Tenbîh: (Ni’met-i islâm) kitâbında diyor ki: Ef’âl-i mükellefîn, ya’nî müslimânın yapması lâzım olan şeyler, sekizdir: Farz, vâcib, sünnet, müstehab, mubâh, harâm, mekrûh, müfsid. Farzlar ve harâmlar, Allahü teâlâ tarafından, Kur’ân-ı kerîmde açıkca bildirilmişlerdir.

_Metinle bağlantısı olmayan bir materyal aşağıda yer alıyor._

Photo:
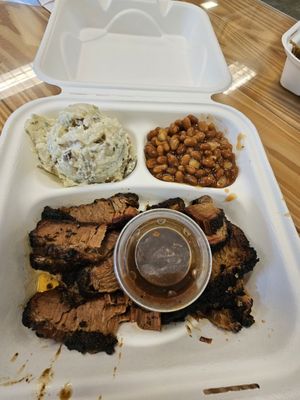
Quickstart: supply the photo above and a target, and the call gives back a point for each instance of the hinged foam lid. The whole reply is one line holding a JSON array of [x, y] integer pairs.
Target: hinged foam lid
[[125, 46]]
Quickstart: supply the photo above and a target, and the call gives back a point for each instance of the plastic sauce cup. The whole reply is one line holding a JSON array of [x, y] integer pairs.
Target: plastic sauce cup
[[162, 260]]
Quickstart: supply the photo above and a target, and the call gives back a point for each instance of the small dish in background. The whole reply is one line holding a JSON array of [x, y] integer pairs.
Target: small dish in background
[[290, 78]]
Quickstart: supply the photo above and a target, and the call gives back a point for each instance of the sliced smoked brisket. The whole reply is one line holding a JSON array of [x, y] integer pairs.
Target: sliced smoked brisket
[[211, 219], [114, 211], [52, 314], [176, 204]]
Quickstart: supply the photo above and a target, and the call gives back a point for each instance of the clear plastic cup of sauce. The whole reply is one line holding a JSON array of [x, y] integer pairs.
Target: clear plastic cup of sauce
[[162, 260]]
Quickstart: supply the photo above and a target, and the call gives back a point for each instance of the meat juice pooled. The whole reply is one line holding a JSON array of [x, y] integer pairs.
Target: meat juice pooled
[[162, 257]]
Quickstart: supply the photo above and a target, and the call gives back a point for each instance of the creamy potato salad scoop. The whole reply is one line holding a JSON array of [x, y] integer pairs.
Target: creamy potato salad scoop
[[82, 145]]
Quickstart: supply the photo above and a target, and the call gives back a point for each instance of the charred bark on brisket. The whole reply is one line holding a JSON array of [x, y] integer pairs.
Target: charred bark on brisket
[[114, 211], [176, 204]]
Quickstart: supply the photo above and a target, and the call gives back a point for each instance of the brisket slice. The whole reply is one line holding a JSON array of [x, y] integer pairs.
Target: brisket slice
[[149, 320], [99, 278], [176, 204], [114, 211], [88, 327], [225, 301], [65, 259], [211, 220]]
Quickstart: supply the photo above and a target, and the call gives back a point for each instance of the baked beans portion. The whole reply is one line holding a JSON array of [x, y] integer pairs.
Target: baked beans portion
[[191, 151]]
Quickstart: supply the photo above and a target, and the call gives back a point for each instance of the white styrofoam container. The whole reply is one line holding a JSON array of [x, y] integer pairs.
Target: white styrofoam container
[[150, 365], [290, 78]]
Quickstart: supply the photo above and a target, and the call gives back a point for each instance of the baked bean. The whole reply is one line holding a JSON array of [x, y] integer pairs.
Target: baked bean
[[166, 146], [172, 160], [185, 159], [217, 153], [211, 134], [219, 173], [160, 150], [205, 146], [226, 154], [162, 135], [159, 176], [179, 176], [203, 126], [191, 180], [190, 132], [154, 141], [207, 180], [200, 172], [151, 134], [182, 136], [199, 136], [196, 155], [171, 170], [227, 165], [191, 151], [214, 145], [181, 149], [190, 170], [208, 162], [151, 162], [186, 123], [174, 143], [190, 142], [162, 160], [159, 168], [150, 150], [193, 119], [173, 129], [194, 163], [222, 181], [168, 178]]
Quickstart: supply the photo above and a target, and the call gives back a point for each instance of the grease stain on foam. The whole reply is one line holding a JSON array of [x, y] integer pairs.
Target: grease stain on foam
[[21, 369], [192, 321], [231, 197], [235, 388], [14, 357], [46, 376], [119, 356], [66, 392], [240, 145], [188, 329], [10, 382], [44, 380]]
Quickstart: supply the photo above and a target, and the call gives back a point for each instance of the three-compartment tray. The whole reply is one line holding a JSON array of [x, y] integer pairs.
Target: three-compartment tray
[[159, 365]]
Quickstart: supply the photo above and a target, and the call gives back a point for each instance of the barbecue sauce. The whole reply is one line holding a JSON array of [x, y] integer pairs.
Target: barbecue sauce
[[163, 259]]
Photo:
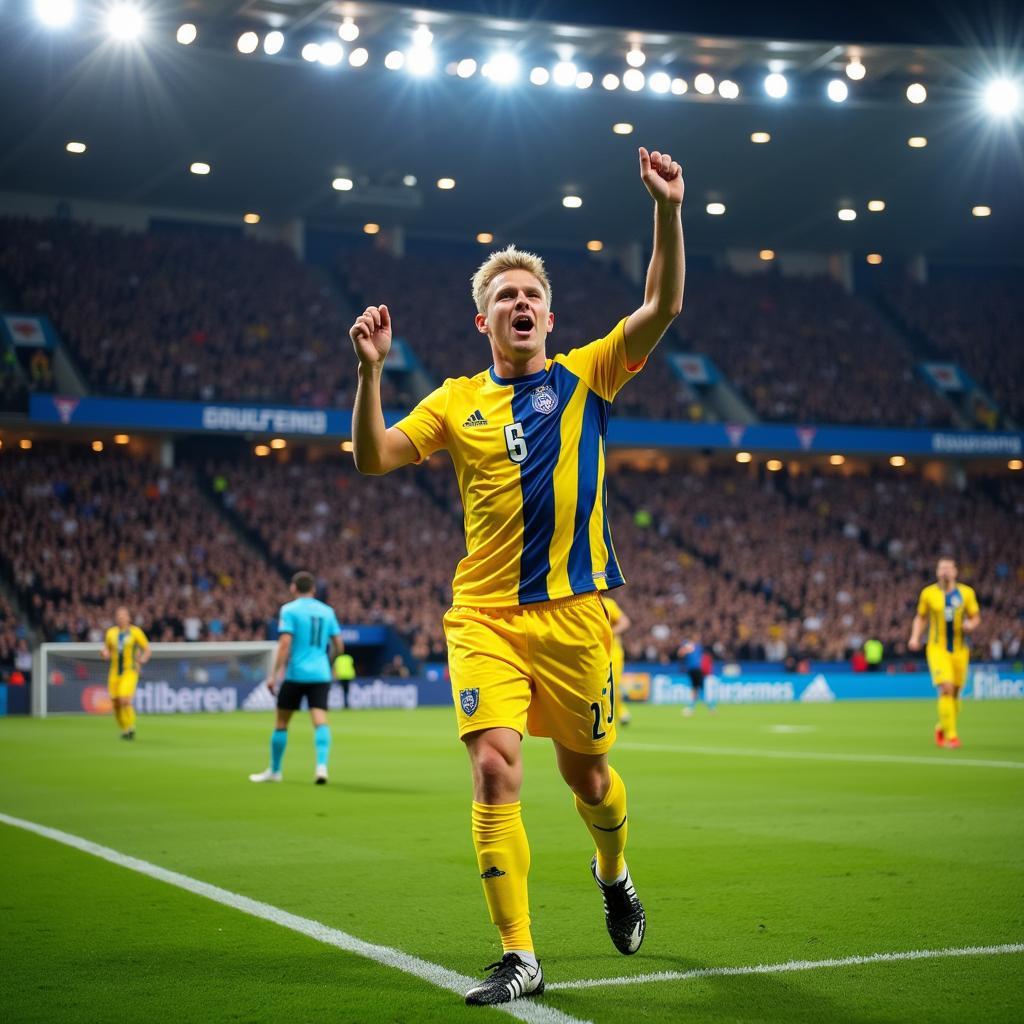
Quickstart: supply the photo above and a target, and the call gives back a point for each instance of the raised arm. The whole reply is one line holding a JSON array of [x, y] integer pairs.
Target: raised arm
[[377, 449], [663, 299]]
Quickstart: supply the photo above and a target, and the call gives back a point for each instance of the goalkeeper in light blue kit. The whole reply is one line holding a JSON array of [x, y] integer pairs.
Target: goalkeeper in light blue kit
[[307, 629]]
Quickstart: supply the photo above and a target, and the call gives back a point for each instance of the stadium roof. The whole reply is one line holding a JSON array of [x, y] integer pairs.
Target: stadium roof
[[276, 130]]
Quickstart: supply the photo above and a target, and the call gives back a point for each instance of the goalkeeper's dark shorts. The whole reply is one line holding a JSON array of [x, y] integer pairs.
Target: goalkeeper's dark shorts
[[291, 694]]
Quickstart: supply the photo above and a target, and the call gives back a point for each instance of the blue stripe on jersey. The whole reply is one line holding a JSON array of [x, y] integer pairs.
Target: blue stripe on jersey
[[581, 560], [613, 574], [537, 478]]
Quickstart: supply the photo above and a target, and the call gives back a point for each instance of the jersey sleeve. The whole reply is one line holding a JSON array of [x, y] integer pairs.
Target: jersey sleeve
[[425, 425], [286, 621], [601, 365]]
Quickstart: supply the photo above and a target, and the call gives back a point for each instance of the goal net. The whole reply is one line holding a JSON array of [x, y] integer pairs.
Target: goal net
[[71, 678]]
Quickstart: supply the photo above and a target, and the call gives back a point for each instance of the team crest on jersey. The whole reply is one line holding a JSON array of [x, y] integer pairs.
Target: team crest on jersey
[[544, 399]]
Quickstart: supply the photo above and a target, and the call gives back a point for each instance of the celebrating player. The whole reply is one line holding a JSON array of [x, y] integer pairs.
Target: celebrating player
[[127, 648], [620, 624], [528, 638], [949, 610], [307, 627]]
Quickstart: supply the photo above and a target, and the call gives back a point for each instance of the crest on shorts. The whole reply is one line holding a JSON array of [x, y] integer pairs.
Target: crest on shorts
[[544, 399]]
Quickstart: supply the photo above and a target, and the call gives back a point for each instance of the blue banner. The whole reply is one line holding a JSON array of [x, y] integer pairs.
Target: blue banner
[[193, 417]]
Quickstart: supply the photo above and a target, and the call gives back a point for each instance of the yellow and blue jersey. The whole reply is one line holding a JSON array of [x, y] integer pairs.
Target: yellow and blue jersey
[[528, 454], [945, 615], [124, 647], [311, 625]]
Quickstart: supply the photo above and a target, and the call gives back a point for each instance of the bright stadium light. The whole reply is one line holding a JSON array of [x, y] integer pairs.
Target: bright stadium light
[[1001, 97], [634, 80], [55, 13], [659, 82], [838, 90], [564, 74], [124, 22], [331, 53], [705, 84], [504, 69]]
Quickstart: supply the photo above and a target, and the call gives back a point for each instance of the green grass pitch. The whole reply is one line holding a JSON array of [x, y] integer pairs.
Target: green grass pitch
[[743, 852]]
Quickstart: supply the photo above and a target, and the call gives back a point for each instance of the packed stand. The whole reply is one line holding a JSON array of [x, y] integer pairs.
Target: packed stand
[[912, 522], [431, 306], [84, 532], [974, 324], [802, 350], [383, 549], [182, 315]]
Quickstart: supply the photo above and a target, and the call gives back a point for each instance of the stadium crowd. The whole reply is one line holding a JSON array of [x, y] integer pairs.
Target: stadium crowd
[[83, 532], [975, 324], [802, 350]]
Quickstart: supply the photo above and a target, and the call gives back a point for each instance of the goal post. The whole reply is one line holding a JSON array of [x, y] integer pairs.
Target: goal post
[[71, 678]]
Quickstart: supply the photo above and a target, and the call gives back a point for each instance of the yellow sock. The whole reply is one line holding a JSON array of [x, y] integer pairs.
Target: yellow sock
[[503, 856], [947, 716], [606, 822]]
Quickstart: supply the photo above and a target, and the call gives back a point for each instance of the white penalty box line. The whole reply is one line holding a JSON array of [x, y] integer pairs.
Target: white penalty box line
[[434, 974]]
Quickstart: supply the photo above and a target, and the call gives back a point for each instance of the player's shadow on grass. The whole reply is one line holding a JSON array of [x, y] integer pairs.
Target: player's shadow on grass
[[735, 997]]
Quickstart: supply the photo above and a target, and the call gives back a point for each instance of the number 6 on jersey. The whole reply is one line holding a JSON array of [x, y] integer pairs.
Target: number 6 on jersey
[[515, 442]]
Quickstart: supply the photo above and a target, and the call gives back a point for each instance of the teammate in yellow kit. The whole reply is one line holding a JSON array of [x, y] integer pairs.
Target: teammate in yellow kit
[[949, 611], [620, 624], [127, 648], [529, 643]]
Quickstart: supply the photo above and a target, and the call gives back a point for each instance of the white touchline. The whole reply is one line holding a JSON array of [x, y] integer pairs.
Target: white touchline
[[725, 972], [896, 759], [535, 1013]]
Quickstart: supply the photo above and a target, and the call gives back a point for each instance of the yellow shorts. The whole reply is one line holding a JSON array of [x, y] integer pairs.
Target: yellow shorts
[[123, 685], [947, 667], [541, 668]]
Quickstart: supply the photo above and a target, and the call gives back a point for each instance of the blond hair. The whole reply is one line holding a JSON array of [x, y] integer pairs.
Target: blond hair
[[509, 258]]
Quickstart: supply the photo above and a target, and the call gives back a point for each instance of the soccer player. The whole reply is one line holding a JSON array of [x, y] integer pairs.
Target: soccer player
[[127, 648], [307, 628], [620, 624], [528, 639], [949, 611]]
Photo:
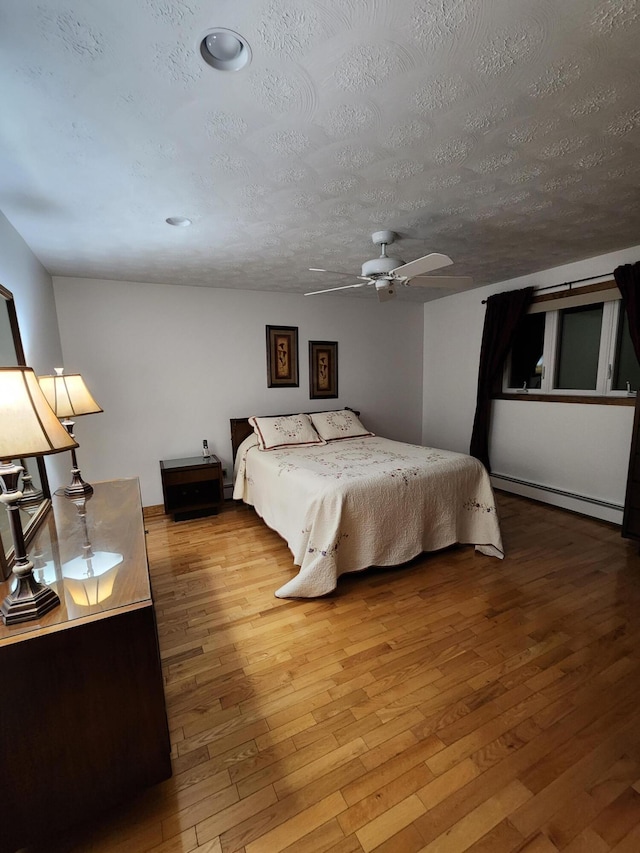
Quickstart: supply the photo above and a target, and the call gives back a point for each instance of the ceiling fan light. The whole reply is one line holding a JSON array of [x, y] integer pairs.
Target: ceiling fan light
[[378, 266], [225, 50]]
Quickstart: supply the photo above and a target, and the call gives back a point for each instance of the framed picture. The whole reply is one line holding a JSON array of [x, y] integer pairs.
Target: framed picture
[[282, 356], [323, 369]]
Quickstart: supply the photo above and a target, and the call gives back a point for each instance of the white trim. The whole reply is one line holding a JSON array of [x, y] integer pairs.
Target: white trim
[[573, 301], [594, 507]]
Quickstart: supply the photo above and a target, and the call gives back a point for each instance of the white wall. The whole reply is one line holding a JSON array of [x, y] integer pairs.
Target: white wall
[[578, 449], [23, 274], [170, 365]]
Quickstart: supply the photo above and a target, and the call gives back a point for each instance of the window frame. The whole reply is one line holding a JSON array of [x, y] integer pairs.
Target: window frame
[[552, 304]]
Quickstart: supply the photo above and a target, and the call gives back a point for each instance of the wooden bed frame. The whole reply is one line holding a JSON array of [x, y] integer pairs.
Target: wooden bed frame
[[241, 428]]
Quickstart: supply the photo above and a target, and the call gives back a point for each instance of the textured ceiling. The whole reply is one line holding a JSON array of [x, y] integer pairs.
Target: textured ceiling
[[505, 133]]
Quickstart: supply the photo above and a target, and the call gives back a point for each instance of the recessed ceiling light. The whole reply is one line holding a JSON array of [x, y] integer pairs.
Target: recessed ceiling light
[[225, 50]]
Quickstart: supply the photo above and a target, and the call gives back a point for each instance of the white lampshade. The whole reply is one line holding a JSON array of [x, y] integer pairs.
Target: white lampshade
[[28, 424], [90, 581], [68, 396]]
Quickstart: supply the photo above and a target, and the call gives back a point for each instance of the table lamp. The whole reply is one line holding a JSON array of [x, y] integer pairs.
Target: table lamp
[[89, 578], [28, 427], [69, 397]]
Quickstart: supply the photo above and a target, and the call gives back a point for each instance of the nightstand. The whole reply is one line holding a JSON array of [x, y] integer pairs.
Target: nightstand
[[192, 487]]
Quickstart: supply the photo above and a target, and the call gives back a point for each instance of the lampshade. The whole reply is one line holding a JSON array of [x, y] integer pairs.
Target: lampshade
[[67, 395], [89, 581], [29, 425]]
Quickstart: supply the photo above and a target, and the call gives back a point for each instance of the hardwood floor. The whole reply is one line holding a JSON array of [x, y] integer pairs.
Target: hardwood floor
[[460, 703]]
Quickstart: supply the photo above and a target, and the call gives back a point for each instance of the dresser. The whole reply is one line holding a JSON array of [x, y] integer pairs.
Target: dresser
[[83, 722]]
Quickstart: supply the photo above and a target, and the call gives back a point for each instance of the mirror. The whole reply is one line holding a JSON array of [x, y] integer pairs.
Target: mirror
[[34, 477]]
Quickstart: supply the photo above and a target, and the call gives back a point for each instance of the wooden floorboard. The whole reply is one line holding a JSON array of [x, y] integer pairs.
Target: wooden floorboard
[[458, 703]]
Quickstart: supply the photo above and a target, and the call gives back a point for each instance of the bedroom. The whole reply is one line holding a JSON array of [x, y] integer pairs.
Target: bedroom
[[154, 353]]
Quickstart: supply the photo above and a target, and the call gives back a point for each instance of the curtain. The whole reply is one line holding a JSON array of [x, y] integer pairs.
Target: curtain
[[628, 280], [504, 313]]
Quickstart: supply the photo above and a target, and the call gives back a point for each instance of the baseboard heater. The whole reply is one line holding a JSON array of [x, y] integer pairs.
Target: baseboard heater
[[570, 500]]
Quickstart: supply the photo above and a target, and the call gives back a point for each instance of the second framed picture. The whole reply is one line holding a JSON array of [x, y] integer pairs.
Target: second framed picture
[[282, 356], [323, 369]]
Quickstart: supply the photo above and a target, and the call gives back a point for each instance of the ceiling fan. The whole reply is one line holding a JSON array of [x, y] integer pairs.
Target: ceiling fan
[[386, 273]]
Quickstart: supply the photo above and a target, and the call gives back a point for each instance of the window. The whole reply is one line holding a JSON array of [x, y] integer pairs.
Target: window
[[574, 345]]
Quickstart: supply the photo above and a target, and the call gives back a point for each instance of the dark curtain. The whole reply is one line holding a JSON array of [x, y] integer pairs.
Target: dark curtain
[[504, 312], [628, 280]]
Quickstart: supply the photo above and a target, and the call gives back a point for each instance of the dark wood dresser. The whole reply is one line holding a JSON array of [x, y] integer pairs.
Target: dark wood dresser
[[83, 722]]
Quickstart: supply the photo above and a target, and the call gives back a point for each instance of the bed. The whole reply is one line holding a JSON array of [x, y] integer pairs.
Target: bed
[[356, 500]]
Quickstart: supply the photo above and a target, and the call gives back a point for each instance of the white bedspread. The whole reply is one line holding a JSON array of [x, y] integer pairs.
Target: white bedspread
[[348, 505]]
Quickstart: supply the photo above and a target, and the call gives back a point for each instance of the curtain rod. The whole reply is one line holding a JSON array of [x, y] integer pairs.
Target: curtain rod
[[566, 283]]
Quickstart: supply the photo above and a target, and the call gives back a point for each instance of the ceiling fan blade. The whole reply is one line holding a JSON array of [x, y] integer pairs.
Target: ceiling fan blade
[[434, 261], [455, 281], [332, 272], [344, 287]]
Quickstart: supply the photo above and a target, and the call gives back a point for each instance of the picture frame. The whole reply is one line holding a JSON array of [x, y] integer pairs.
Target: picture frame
[[323, 369], [282, 356]]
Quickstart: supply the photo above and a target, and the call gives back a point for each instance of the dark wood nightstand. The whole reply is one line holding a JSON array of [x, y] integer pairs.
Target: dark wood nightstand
[[193, 487]]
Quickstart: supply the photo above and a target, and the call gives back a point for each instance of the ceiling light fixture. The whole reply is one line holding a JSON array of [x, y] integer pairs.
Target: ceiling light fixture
[[225, 50]]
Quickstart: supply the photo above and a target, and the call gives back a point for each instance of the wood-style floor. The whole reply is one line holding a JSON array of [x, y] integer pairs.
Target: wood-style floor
[[460, 703]]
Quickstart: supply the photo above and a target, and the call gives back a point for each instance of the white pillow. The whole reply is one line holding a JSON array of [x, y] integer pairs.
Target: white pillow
[[333, 426], [285, 431]]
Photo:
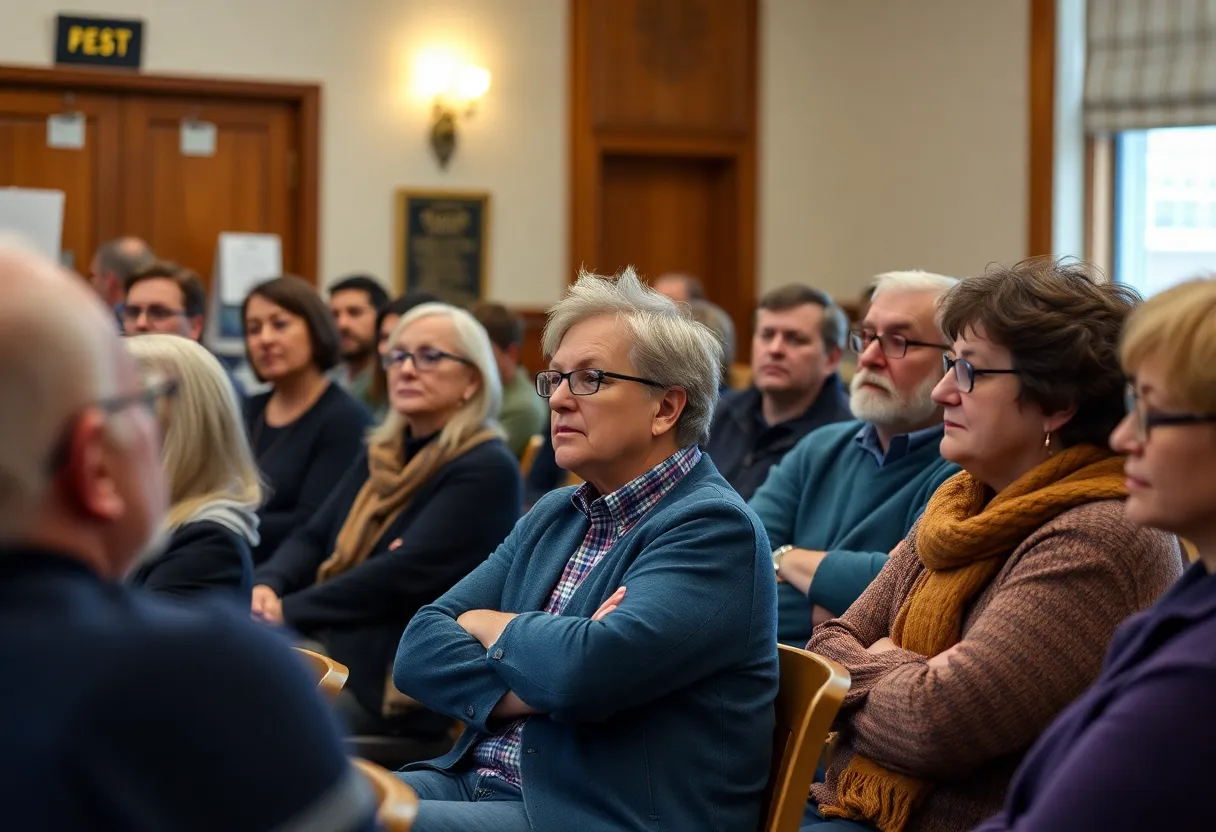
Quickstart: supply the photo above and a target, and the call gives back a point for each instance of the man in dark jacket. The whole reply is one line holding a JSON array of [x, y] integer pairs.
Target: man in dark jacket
[[799, 335], [122, 712]]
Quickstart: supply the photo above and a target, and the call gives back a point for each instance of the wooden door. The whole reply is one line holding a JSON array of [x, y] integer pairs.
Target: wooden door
[[89, 176], [180, 203]]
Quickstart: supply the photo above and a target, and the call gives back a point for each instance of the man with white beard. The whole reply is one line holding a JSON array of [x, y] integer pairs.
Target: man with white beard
[[838, 502]]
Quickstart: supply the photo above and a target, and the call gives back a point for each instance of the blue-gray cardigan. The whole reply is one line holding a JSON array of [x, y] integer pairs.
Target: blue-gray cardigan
[[660, 715]]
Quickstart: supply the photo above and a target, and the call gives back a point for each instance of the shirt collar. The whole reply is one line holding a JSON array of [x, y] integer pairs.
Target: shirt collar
[[900, 445], [632, 500]]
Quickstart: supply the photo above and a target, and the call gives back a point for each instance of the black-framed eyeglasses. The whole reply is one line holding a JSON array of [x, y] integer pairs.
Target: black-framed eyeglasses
[[583, 382], [1144, 420], [424, 359], [966, 372], [156, 313], [148, 398], [891, 344]]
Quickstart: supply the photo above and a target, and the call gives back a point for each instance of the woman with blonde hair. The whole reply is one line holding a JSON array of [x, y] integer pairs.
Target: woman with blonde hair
[[214, 487], [431, 496], [1147, 721]]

Bir ibâdetin farzlarından biri terk edilirse, o ibâdet sahîh olmaz. Bilmiyerek terk edilince de, sahîh olmaz. Bilerek terk edince, günâh da olur. Sünneti yapmanın sevâbı, farzın sevâbından azdır. Sünneti bilerek terk etmek günâh olmaz. Azâb yapılmaz. Azarlanır. Gayr-ı müekked sünnete, müstehab ve mendûb da denir. Bunu yapmak, sevâb olur. Ya’nî, Cennet ni’metine kavuşur. Bilerek yapmamak, günâh olmaz. Nâfile ibâdet, ya’nî emr olunmamış bir ibâdeti yapmak, müstehabdır. Mubâh, yapması veyâ yapmaması, sevâb veyâ günâh olmıyan şeydir. Yimesi harâm olmıyan şeyleri, doyuncaya kadar yimek, içmek mubâhdır. Doydukdan sonra yimek, içmek harâmdır. Harâmdan kaçınmak sevâbdır. [Farzı yapmakdan da çok sevâbdır.] Mekrûh işlemek de günâhdır. Harâma halâl diyen kâfir olur. Alkollü içki [meselâ bira] içmek, kumar oynamak, anaya, babaya âsî olmak, [ya’nî, harâm olmıyan emrlerini yapmamak, müslimânların kalbini kırmak, rızâsı olmadan malını almak] harâmdır. Mekrûha halâl diyen kâfir olmaz. Midye, istridye, istakoz yimek, abdestde ve guslde suyu isrâf etmek mekrûhdur. Sünnet deyince, müekked sünnet anlaşılır. Mekrûh deyince, tahrîmi olan mekrûh anlaşılır. Ödünc istemek, mubâhdır. Ödünc vermek, müstehabdır. Borc ödemek farzdır. Borclu fakîri sıkışdırmamak vâcibdir. Lâzım olan din bilgilerini öğrenmek, kadınlara da farzdır. Başkalarına öğretecek kadar fazla öğrenmek, farz-ı kifâyedir. Dahâ çok öğrenmek mendûbdur. İlmi ile öğünmek, mekrûhdur. Bey’ın şartlarından olmayıp da, alıcı ve satıcıdan birine fâidesi olan bir şeyi şart ederek yapılan satış fâsid olur, harâm olur. Her insana ilk farz olan şey, îmân etmesidir. [Îmânı olmıyana, (kâfir) denir. Îmânı olana, (müslimân) denir. Ba’zı sözler, ba’zı işler, îmânın gitmesine sebeb olur. Müslimân iken, sonradan îmânsız olana, (mürted) denir. Bir müslimân, mürted olunca, nikâhı gider.]
Allahü teâlânın, insanlara olan ni’metlerinin, ihsânlarının en büyüğü, Peygamberler “aleyhimüssalevâtü vetteslîmât” göndermesidir.